Married refugees under 18 entering Denmark will be separated from their spouses, Integration Minister Inger Støjberg said. The announcement comes amid reports of brides as young as 14 living in asylum centres in the country.
In a press release, Støjberg said that underage spouses already in the country will be separated from their partners, and couples arriving in the country will not be allowed to live together if one is under 18.
"It is completely unacceptable that there are currently minors within the Danish asylum system living with their spouses or partners and I have asked the Danish Immigration Service to immediately put a stop to it," Støjberg said.
"We should naturally ensure that young girls are not being forced to live in a relationship with an adult at the asylum centres," she added.
In January, the Integration Ministry revealed that there were 27 minors currently living as part of a married couple in the Danish asylum system. An investigation by Denmark's Metroxpress newspaper found brides as young as 14 living in asylum centres.

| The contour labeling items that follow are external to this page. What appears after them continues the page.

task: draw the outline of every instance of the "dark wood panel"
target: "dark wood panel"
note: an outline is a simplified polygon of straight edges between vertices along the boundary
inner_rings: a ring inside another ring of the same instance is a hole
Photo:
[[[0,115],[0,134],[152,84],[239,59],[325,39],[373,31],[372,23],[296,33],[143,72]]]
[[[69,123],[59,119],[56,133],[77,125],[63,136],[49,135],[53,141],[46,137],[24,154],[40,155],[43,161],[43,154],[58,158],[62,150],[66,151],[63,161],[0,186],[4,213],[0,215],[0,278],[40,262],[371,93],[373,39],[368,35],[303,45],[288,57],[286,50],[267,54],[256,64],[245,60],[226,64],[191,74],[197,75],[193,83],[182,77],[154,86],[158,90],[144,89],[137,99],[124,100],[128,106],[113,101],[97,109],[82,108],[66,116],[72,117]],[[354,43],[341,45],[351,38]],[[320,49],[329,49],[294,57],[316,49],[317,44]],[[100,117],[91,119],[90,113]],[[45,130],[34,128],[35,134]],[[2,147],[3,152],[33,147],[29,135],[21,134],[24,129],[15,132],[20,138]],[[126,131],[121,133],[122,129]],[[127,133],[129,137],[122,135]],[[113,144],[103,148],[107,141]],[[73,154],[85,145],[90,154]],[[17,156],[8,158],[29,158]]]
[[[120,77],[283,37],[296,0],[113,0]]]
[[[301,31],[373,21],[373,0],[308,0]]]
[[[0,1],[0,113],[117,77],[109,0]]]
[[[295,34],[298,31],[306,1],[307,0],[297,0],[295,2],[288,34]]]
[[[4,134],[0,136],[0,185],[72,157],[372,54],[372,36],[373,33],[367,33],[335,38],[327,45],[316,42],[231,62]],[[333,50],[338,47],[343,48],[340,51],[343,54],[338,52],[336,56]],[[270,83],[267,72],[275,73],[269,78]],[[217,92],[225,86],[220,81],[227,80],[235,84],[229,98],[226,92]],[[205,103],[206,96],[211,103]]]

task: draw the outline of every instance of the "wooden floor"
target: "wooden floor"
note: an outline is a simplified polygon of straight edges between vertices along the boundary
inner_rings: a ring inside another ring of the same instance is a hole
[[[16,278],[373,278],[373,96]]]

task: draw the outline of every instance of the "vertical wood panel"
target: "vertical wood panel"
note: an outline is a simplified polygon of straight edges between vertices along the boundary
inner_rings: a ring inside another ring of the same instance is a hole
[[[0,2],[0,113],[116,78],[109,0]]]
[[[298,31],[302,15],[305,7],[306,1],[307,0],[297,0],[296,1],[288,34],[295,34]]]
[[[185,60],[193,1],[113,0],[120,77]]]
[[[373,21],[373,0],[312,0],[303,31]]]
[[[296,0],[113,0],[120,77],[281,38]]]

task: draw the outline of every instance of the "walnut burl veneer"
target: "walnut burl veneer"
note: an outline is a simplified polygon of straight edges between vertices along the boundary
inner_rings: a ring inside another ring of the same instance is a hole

In other European countries, the presence of "child brides" in asylum centres has sparked debate, with the Netherlands recently closing a legal loophole that allowed child brides to join their asylum seeker spouses in the country, while Germany treats married asylum seekers under 18 as unaccompanied minors and houses them in special youth facilities.
Under previous Danish laws, refugee spouses under 15 are separated from their partners, while teenage spouses older than 15 have their situation considered on a case-by-case basis.
The age of sexual consent in Denmark is 15.